Featured Alum News from our 2017 department newsletter, Homo Politicus. Access the newsletter archive here.
Jill Gross (1999) had an article published in the Roosevelt House Faculty Journal (2017), “Facing the Realities of Geo-Political Division in the Age of Trump: The Metropolitan Future and the Need for Collaborative Models of Governance.” She also participated in a podcast with Susan Clarke and Allison Bramwell at Urban Affairs Review (2017), which also published her article, “The Hybrid Opportunity for Constructive Conflict – Accomplishing Agonism in Urban Governance.” Additionally, she gave two presentations, “European Cities and International Migration in the 21st Century: Crisis, Framing and Super Diversity” at the Internationalising Cities workshop in Paris and “The Role of Networks in Metropolitan Development” at the University of Rome.
Anthony Maniscalco (2014) was quoted in an article in Architect Magazine, “Public Space in the Trump Era” (2017).
John McMahon (2016) had an article published in philoSOPHIA: A Journal of Continental Feminism (2017): “Emotional Orientations: Simone de Beauvoir and Sara Ahmed on Subjectivity and the Emotional Phenomenology of Gender.”

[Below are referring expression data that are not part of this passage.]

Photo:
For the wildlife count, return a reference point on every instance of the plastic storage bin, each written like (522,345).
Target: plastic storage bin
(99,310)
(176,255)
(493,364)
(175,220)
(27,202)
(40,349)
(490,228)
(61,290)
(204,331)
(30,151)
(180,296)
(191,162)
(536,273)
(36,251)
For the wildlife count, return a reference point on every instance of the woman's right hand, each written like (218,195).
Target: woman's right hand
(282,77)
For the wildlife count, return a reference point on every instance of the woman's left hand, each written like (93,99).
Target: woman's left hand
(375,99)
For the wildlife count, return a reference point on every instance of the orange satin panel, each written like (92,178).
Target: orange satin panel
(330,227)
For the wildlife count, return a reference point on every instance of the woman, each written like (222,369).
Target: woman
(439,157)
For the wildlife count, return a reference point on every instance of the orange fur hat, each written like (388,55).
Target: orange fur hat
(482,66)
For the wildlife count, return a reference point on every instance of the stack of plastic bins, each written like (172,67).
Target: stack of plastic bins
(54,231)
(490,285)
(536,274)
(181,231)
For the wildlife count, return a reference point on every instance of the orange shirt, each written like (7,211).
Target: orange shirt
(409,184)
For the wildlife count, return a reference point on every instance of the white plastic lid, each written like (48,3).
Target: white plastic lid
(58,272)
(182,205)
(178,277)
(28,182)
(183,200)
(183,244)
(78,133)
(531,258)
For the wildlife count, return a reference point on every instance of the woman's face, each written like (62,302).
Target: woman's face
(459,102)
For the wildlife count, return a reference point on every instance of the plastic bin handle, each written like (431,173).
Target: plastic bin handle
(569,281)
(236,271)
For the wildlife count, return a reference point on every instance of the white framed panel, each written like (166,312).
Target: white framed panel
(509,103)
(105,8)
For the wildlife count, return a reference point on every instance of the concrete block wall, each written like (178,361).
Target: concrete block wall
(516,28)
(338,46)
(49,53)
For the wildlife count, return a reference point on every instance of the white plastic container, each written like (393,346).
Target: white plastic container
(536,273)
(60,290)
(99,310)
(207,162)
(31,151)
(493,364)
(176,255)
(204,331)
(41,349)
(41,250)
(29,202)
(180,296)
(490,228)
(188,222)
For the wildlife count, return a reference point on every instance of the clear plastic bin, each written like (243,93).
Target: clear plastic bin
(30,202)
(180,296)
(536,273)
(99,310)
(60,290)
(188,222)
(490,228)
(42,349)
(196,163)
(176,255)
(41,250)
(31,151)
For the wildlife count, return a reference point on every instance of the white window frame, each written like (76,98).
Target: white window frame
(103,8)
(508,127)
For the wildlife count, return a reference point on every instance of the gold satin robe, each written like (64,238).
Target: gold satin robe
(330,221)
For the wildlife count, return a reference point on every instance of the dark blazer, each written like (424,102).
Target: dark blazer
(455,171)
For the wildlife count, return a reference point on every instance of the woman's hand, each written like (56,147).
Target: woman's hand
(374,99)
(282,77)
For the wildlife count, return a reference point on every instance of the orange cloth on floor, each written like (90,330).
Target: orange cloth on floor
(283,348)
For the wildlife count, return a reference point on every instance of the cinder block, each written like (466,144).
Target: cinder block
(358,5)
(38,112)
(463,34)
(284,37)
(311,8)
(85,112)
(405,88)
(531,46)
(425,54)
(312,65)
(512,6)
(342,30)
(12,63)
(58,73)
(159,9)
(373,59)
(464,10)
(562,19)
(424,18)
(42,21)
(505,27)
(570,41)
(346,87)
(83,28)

Patrice McSherry (1994) presented her paper “Constructing Silence, Terror, and Dread: Operation Condor and State Terror in Latin America” at the International Pierre du Bois conference in Geneva. In November, she visited Santiago, Chile and participated in a roundtable discussion held in the National Library on the Chilean New Song movement, her current research focus.
Rose Muzio (2008) had a book published on militant Puerto Rican activists in 1970s New York City, Radical Imagination, Radical Humanity: Puerto Rican Political Activism in New York (SUNY Press, 2017).
Sobukwe Odinga (2016) was awarded a Postdoctoral Fellowship for Academic Diversity at the University of Pennsylvania. Additionally, his article “’We Recommend Compliance’: Bargaining and Leverage in Ethiopian-US Intelligence Cooperation” was published in The Review of African Political Economy (2017).
Kristofer J. Petersen-Overton (2017) had a chapter, “A Problem Grows in Brooklyn,” published in the anthology We Will Not Be Silenced: The Academic Repression of Israelʼs Critics, eds. William Robinson and Maryam Griffin (AK Press, 2017).
Jason Schulman (2009) presented a paper, “Conceptualizing the Future: Marx’s Value Theory and the Contours of a Socialist Economy,” at a conference at Hofstra University in April.
Michael J. Thompson (2005) had two books published, The Domestication of Critical Theory (Rowman and Littlefield, 2016) and The Palgrave Handbook of Critical Theory, ed. (Palgrave Macmillan, 2017).
Mark Woodcock (1981) had his documentary, “Report from World 3: Snapshot in Time,” released by Vimeo On Demand (2017). Funded by a grant from the National Endowment for the Arts, this never-before-released account from the ‘70s examines the unresolved issues and missed chances in Algeria’s struggle for independence and development.